Analyzing the movement of coaches and assistants across college hoops
This is Part II of Sports Illustrated's study on player and coach movement in college basketball. Part I focused on the transfer and commitment habits of top-100 recruits from the classes of 2007-15. Additional research for this study was contributed by Chris Johnson, Jake Fischer and Harrison Malkin.
Data from the NCAA indicates that the transfer rate within Division I men's basketball has been rising slightly and steadily since 2010. Incoming four-year transfers accounted for 13.4% of D-I players in the most recent reporting year, 2013-14; although the NCAA bases its rates on incomplete samples, this suggests there were approximately 600 new D-I transfers on rosters in '13-14. That is a large number, but it's up to you whether to view it as a problem or merely part of the game.
It does not seem appropriate, however, to view D-I roster instability as a player issue alone. Consider the following chart, which, over a time span of the most recent 10 seasons, plots the NCAA's incoming, four-year transfer rates alongside SI's data on yearly turnover rates for head-coaching jobs:
The average annual percentage of D-I teams with new head coaches (14.5) was higher than the average incoming transfer rate for four-year players (11.4). And in six of the eight seasons for which corresponding data was available, head coaches had a higher turnover rate than the player-transfer rate.
When we put head-coaching turnover in context with the standard length of a player's college career—a career that goes smoothly, with no redshirt or medical redshirt seasons—the result was eye-opening.
Over any four-season span from 2006-07 to the present, the volume of head coaching changes was always more than half the volume of teams in D-I.
If a player's career spanned from the 2009-10 season to 2013-14, for example, 204 D-I head coaches—a number equal to 59.0% of the D-I membership—would have debuted during that time. The average four-year career in our study sample coincided with 190.1 head-coaching debuts, a number equal to 55.1% of the D-I membership.
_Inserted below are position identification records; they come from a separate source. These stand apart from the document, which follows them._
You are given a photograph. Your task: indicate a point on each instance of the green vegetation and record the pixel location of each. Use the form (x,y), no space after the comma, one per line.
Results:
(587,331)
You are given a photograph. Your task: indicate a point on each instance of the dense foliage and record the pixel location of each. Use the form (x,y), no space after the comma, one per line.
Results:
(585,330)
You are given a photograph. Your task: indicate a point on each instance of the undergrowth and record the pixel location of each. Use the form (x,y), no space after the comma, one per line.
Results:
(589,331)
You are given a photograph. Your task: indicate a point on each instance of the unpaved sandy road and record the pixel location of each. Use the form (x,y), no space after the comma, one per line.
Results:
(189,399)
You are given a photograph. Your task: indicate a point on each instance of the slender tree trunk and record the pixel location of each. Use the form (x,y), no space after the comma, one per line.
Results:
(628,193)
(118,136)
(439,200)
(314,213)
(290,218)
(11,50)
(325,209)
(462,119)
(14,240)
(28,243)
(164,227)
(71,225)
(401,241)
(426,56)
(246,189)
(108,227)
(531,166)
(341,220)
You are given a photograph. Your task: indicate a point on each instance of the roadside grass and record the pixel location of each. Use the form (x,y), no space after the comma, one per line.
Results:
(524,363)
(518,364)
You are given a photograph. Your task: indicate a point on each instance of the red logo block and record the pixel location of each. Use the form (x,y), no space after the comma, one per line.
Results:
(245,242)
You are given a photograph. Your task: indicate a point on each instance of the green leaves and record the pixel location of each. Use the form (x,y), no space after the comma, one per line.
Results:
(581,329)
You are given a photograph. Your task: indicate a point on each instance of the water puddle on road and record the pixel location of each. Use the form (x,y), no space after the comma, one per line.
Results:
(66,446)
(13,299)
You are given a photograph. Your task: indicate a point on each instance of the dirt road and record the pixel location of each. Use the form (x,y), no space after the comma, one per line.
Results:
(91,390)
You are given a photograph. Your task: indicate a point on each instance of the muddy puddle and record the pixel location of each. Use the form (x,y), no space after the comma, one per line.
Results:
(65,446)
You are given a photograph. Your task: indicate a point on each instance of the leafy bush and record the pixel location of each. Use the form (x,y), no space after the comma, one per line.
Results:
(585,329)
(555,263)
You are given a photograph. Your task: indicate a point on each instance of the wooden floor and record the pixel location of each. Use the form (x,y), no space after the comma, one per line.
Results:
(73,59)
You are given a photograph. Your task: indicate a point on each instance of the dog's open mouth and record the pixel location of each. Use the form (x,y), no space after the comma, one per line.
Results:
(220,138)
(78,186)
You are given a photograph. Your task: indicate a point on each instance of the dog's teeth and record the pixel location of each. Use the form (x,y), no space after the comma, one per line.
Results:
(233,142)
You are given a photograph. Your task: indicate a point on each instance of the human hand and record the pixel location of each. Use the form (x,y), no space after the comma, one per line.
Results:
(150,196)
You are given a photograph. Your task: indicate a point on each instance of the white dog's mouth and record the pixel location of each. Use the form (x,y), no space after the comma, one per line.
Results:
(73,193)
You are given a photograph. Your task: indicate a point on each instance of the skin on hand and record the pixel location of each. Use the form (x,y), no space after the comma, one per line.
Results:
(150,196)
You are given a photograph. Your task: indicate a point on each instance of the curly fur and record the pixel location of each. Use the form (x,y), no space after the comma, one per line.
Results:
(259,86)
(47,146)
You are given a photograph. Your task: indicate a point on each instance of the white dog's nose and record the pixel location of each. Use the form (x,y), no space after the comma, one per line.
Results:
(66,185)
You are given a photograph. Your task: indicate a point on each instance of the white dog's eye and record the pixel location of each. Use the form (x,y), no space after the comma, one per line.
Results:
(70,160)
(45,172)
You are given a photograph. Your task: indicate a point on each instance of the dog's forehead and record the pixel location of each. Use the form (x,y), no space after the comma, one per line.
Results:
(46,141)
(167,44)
The full data is in the chart below:
Instability in the coaching ranks goes beyond the high-profile jobs. High-school prospects' relationships with college coaching staffs typically begin with assistants. Each program has three assistant coaches, and an essential part of their job is identifying players on the recruiting trail, and building early bonds with them, their family and other members of their decision-making circle. While reporting stories for SI, we've heard many players, anecdotally, say they're closer with a certain assistant—often the one who recruited them, or the one who spent the most time on their individual development±than they are with their head coach. Thus it was important to assess turnover rates in the assistant ranks as well.
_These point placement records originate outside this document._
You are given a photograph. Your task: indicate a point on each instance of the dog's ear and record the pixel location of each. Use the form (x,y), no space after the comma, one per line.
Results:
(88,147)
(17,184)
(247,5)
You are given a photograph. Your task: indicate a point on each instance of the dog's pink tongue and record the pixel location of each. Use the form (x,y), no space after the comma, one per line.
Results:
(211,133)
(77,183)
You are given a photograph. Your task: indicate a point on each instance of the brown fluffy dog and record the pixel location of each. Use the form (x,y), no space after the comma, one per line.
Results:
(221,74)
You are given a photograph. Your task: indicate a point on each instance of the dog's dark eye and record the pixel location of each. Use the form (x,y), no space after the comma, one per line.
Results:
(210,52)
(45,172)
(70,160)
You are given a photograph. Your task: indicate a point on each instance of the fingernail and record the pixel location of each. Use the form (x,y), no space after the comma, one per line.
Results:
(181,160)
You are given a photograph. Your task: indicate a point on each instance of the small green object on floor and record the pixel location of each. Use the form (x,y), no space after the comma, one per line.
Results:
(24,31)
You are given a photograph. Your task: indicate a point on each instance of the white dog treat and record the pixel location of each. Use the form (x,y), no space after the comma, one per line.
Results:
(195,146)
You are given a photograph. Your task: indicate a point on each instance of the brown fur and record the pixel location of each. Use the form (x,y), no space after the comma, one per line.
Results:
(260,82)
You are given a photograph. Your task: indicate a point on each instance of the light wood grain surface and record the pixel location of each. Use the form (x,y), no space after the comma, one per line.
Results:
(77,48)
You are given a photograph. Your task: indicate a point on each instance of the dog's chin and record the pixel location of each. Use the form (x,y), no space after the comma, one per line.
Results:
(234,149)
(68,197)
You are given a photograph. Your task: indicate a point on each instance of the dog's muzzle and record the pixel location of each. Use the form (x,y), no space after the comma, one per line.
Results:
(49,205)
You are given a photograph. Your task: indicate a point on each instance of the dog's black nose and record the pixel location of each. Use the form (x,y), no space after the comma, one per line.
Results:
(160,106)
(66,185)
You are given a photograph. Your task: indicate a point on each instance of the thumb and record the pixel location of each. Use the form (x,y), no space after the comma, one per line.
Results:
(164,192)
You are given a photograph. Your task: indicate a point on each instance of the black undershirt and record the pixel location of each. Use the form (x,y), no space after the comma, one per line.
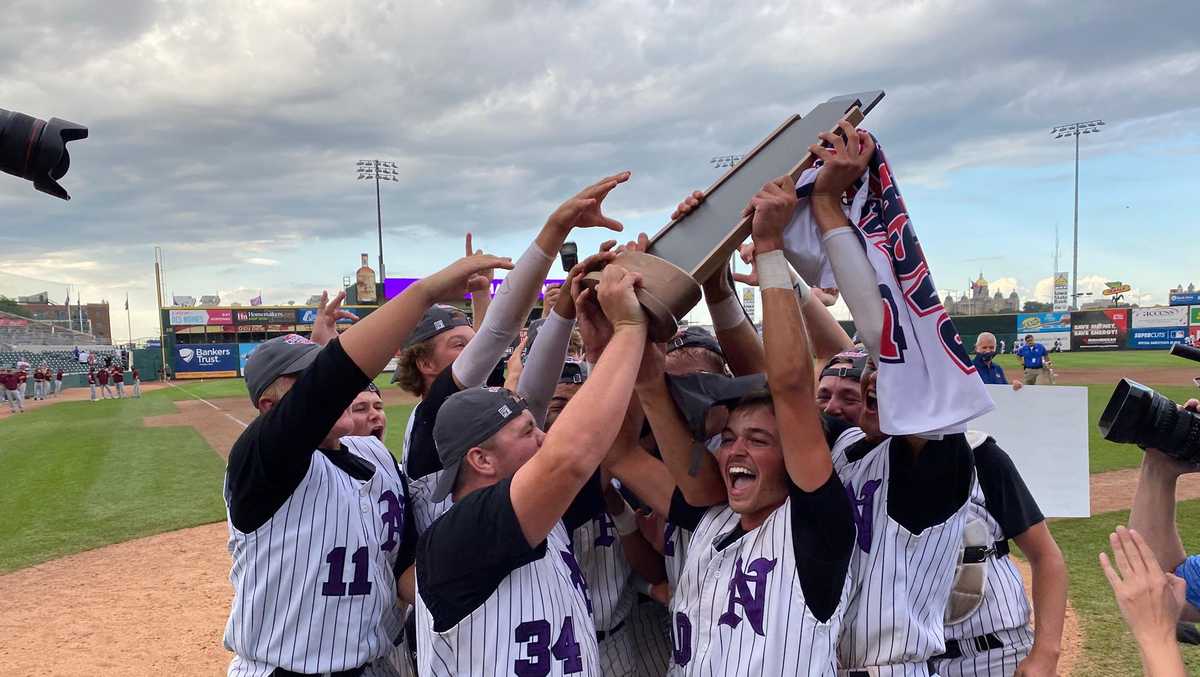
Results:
(468,551)
(271,456)
(421,455)
(1006,497)
(927,490)
(822,539)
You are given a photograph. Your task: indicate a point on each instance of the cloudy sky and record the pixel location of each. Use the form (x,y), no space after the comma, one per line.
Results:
(227,132)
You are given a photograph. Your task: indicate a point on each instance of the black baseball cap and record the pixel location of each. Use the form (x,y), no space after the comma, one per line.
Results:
(437,319)
(275,358)
(467,419)
(695,337)
(845,365)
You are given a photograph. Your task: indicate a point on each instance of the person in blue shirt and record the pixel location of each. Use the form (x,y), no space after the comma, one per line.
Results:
(985,361)
(1033,358)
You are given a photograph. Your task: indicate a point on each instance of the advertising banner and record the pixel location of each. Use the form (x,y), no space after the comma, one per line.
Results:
(307,316)
(264,316)
(189,317)
(1051,329)
(244,351)
(1099,330)
(1156,337)
(205,360)
(1061,295)
(1150,318)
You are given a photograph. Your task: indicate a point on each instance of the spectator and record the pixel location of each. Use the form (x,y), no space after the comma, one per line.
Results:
(1033,358)
(985,361)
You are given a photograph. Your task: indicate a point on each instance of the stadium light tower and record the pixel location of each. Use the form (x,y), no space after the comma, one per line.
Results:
(1075,130)
(378,171)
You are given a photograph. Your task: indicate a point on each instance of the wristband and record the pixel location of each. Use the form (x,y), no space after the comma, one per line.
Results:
(625,521)
(726,313)
(773,270)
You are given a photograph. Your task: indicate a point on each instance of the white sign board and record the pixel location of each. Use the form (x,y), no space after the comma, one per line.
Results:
(1044,430)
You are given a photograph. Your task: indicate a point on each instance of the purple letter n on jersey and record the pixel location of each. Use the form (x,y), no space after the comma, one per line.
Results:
(748,589)
(864,510)
(577,576)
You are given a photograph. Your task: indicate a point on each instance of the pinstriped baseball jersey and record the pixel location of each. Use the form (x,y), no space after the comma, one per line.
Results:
(901,581)
(313,587)
(535,623)
(601,558)
(742,611)
(1005,605)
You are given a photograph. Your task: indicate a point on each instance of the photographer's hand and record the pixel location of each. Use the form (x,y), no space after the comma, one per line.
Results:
(1150,601)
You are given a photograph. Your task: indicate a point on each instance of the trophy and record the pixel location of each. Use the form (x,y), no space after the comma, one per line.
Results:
(690,249)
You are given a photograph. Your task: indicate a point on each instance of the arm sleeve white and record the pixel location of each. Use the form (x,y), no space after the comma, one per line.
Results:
(544,365)
(504,318)
(858,285)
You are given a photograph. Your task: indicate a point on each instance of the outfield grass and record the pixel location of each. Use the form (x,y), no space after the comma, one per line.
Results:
(1109,649)
(77,475)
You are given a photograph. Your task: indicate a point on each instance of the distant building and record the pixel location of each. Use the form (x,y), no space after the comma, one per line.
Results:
(978,301)
(95,317)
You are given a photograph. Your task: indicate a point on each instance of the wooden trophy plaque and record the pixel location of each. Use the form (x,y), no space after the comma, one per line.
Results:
(689,250)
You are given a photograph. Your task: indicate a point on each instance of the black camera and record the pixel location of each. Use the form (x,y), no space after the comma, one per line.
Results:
(1137,414)
(36,150)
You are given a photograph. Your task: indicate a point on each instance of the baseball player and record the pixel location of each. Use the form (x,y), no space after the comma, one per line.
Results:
(498,587)
(317,531)
(765,581)
(11,382)
(119,379)
(103,375)
(444,354)
(988,628)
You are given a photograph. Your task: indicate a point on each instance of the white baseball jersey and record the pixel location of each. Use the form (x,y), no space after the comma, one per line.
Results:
(1005,605)
(313,586)
(537,622)
(901,581)
(741,610)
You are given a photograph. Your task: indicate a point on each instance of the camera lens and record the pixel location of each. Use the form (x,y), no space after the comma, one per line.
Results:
(36,150)
(1137,414)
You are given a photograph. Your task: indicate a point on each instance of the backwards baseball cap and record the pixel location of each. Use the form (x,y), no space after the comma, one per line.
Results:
(275,358)
(695,337)
(467,419)
(845,365)
(437,319)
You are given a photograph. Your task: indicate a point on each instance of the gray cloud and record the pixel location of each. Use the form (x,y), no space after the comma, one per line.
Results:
(219,125)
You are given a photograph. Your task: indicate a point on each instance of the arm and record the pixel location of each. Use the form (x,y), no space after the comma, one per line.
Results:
(519,292)
(545,486)
(1049,599)
(790,372)
(1150,601)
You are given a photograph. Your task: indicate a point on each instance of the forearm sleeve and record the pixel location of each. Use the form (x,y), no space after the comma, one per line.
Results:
(505,316)
(858,285)
(545,365)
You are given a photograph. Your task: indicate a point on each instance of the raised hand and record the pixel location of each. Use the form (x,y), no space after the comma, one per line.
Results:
(844,163)
(617,297)
(451,282)
(583,210)
(772,209)
(324,328)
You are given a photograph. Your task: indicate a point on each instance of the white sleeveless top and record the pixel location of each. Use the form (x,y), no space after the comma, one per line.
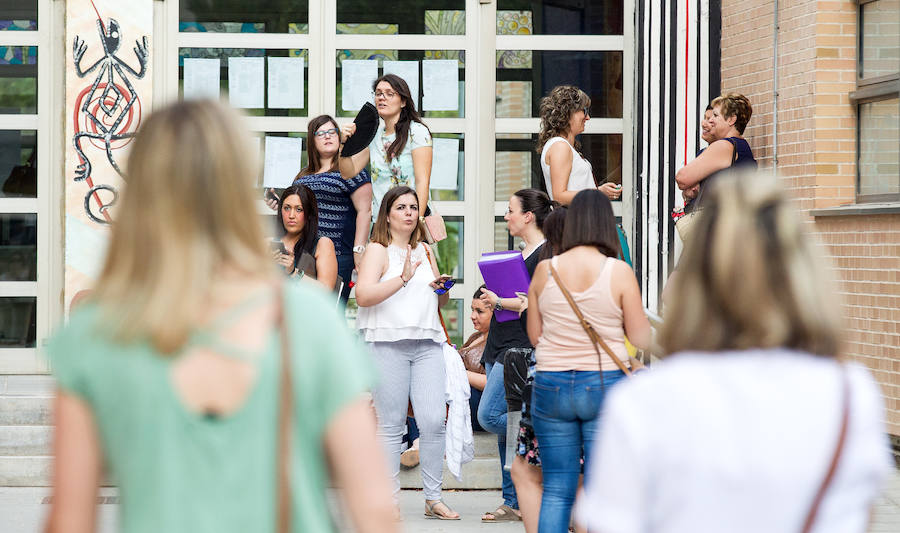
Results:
(581,177)
(411,312)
SI conducted case studies of assistant-coach turnover on every team's staff in three major conferences—the ACC, Pac-12 and SEC—from the lead-in to the 2006-07 season up to the present. During any four-season span of the study, the average volume of assistant coaching changes was 3.1. Which means:
Over the course of a player's standard, four-year college career, the likelihood is that there will be as many assistant-coach changes as there are assistant-coach positions in the program.
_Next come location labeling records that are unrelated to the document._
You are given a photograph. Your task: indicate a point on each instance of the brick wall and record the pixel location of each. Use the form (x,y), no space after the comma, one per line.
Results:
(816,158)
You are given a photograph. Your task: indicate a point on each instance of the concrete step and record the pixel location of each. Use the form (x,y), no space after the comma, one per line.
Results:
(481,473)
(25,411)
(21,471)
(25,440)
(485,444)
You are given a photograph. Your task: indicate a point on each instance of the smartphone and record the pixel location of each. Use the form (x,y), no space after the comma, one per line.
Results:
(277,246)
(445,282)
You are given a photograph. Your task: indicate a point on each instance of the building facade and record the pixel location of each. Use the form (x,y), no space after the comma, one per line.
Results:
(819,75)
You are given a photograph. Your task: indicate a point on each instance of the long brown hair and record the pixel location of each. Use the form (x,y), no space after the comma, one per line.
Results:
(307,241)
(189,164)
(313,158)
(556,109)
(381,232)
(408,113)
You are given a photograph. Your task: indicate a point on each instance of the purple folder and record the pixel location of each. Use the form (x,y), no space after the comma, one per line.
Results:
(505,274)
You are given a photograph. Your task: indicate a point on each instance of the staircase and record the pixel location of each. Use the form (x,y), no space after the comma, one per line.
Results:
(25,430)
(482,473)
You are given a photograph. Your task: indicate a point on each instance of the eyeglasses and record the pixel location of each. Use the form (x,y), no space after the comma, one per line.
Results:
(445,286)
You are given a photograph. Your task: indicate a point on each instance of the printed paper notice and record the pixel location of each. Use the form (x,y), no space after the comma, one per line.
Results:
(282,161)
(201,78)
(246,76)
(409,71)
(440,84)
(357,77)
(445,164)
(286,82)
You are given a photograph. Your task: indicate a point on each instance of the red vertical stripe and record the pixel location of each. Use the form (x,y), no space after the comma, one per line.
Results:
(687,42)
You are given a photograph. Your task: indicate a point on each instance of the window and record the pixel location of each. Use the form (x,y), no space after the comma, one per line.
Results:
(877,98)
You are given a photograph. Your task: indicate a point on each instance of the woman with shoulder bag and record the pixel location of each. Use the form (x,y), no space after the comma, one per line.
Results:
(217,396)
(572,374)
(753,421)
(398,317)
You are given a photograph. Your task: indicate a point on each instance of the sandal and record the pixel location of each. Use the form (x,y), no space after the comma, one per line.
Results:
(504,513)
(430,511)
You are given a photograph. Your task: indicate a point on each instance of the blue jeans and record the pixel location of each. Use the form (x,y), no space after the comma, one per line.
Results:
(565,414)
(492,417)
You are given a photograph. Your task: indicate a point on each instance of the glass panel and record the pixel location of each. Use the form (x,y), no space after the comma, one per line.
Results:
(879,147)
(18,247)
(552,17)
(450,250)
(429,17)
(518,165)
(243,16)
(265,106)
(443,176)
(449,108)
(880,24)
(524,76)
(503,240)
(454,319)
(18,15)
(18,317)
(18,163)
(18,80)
The full conference-by-conference data is below:
The reasons for assistant-coaching changes are varied. Staffs tend to get complete overhauls following head-coaching changes, when the new guy wants to bring in his own personnel; assistants often make lateral moves to other staffs, or less frequently, get hired as head coaches elsewhere; or they get forced out, serving as the fall guys for team struggles or NCAA violations.
The contrast in stability between some programs in SI's study striking. On the stable front we present Notre Dame, which has kept the same head coach, Mike Brey, since 2000, and hasn't made an assistant-coaching change since 2009-10. The average volume of assistant-coach turnover for a four-year Fighting Irish player was just 1.1.
On the unstable front we present Virginia Tech, which has employed three head coaches and 15 different assistants since 2006-07. Any Hokie player who entered the program in 2009-10 or later and stayed a minimum of four seasons has endured at least seven assistant-coaching changes. Virginia Tech's average rate of assistant turnover in any four-year span was the highest in the study, at 5.6.
Louisville, despite having the same head coach (Rick Pitino) for the duration of the survey, had the second-highest assistant turnover rate (5.4 over any four-year span). Missouri, meanwhile, is the school with the most volatile four-year span: a Tigers player who stayed from 2011-12 to 2014-15 would have endured nine assistant-coaching changes.
The full data on outliers is below:
The study data offers proof of benches in flux: of college basketball in an era with a growing transfer rate among players, which has been outpaced, in most seasons, by the turnover rate of head coaches, which has been outpaced, significantly, by the turnover rate of assistant coaches—the people who develop the deepest recruiting relationships with the players while they're in high school. In school-hopping, just as it is with program-building, instruction and game-planning, coaches are the leaders.